Weekly Torah Section: Pinchas Numbers 25:10-30:1, HafTorah I Kings 18:46-19:21

This week we pick back up with the saga of Elijah after the conflict on Mt. Carmel with the prophets of Ba’al, his pinnacle of success as a prophet to the northern kingdom. G-d has answered him in a wonderful way. Rain comes, Elijah tells Ahab to hurry home before the rains make it impossible. In verse 46 it says the Hand of G-d was on him and he ran before Ahab. The idea here is that after his victory Elijah was considered part of the king’s entourage now. Ahab included him in the company going before him. So why does he run as soon as Jezebel threatens him two verses later? Maybe his new position gave him a false sense of security, maybe he trusted Ahab to protect him. Is it easy to take our eyes off of G-d as our protector and shield? So Elijah takes his servant and runs to the wilderness – to Beersheva. The wilderness is often used as a place of refuge. Israel, David, Yeshua, all had experiences in the wilderness.  It is also a place of revelation. Think what we have said about the word for desert.   In Hebrew the word for desert is midbar. To speak is ledaber.  The root word is the same in both words.  People went to the desert to hear from G-d.

Elijah needed to hear from G-d. What was going on? He was looking for direction. In fact in 19:4 he asks G-d to take his life. What did he mean when he said he was no better than his fathers? His fathers had failed to turn Israel back to G-d. In his life he had called fire from heaven, demonstrated G-d’s power over Ba’al, yet Jezebel remained in power and she had no intention of letting go. He felt he had failed.
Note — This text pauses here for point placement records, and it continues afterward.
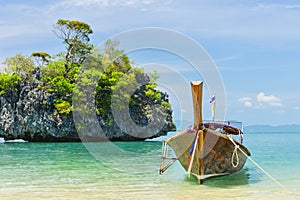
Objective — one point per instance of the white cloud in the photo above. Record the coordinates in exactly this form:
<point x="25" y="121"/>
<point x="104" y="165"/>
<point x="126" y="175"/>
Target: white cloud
<point x="270" y="100"/>
<point x="296" y="108"/>
<point x="106" y="3"/>
<point x="247" y="101"/>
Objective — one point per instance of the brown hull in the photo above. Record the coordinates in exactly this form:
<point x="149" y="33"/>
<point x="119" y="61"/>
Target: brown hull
<point x="212" y="158"/>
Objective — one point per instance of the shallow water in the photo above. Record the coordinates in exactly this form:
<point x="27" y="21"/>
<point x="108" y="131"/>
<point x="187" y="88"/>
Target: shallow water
<point x="129" y="170"/>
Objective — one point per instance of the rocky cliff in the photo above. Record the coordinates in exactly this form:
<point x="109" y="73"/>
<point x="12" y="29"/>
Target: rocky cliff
<point x="28" y="113"/>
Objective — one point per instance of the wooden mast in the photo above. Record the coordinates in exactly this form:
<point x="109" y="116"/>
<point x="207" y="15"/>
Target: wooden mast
<point x="197" y="87"/>
<point x="197" y="103"/>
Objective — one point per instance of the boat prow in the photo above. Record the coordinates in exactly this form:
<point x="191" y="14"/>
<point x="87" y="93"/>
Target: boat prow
<point x="206" y="150"/>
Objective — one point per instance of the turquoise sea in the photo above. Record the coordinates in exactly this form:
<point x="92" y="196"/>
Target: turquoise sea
<point x="70" y="171"/>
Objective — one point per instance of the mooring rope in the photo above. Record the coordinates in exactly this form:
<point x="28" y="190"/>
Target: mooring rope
<point x="257" y="165"/>
<point x="236" y="155"/>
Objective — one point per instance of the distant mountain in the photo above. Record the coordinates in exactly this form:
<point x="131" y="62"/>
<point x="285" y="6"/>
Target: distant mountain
<point x="293" y="128"/>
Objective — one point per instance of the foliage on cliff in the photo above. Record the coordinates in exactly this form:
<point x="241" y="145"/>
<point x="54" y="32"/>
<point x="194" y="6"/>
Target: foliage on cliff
<point x="55" y="79"/>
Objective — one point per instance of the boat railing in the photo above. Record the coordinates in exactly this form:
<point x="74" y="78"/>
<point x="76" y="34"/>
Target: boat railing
<point x="236" y="124"/>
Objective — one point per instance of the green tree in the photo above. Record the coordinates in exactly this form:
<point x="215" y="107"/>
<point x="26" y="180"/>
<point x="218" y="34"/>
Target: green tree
<point x="75" y="36"/>
<point x="41" y="58"/>
<point x="21" y="65"/>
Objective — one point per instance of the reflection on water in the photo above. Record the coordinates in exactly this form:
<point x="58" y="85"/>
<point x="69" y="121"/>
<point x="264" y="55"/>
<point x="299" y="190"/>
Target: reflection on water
<point x="69" y="171"/>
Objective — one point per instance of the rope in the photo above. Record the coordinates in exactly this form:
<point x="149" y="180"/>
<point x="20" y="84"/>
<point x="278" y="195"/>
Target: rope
<point x="193" y="154"/>
<point x="259" y="167"/>
<point x="236" y="155"/>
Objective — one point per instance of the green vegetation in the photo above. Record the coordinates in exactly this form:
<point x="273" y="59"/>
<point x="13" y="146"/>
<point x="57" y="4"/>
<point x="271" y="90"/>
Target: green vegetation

So he lay down to sleep and an angel ministered to him and told him he had a long journey before him. He went 40 days and nights to Horeb – the same mountain where G-d had met Moses. Similar to Yeshua in the wilderness. (Mark 1:13)

Elijah goes to (the) cave (verse 19:9) and here G-d asked him a question, the first of two times. “What are you doing here?” Elijah answers him saying he alone is left. He overstates the truth here. Is he the only one left? No. Do you sometimes feel that you are the only one left? You aren’t. Elijah wasn’t. He overstates Israel’s position. He should have petitioned G-d like Moses did, to have mercy on Israel. But rather he was bringing charges against them.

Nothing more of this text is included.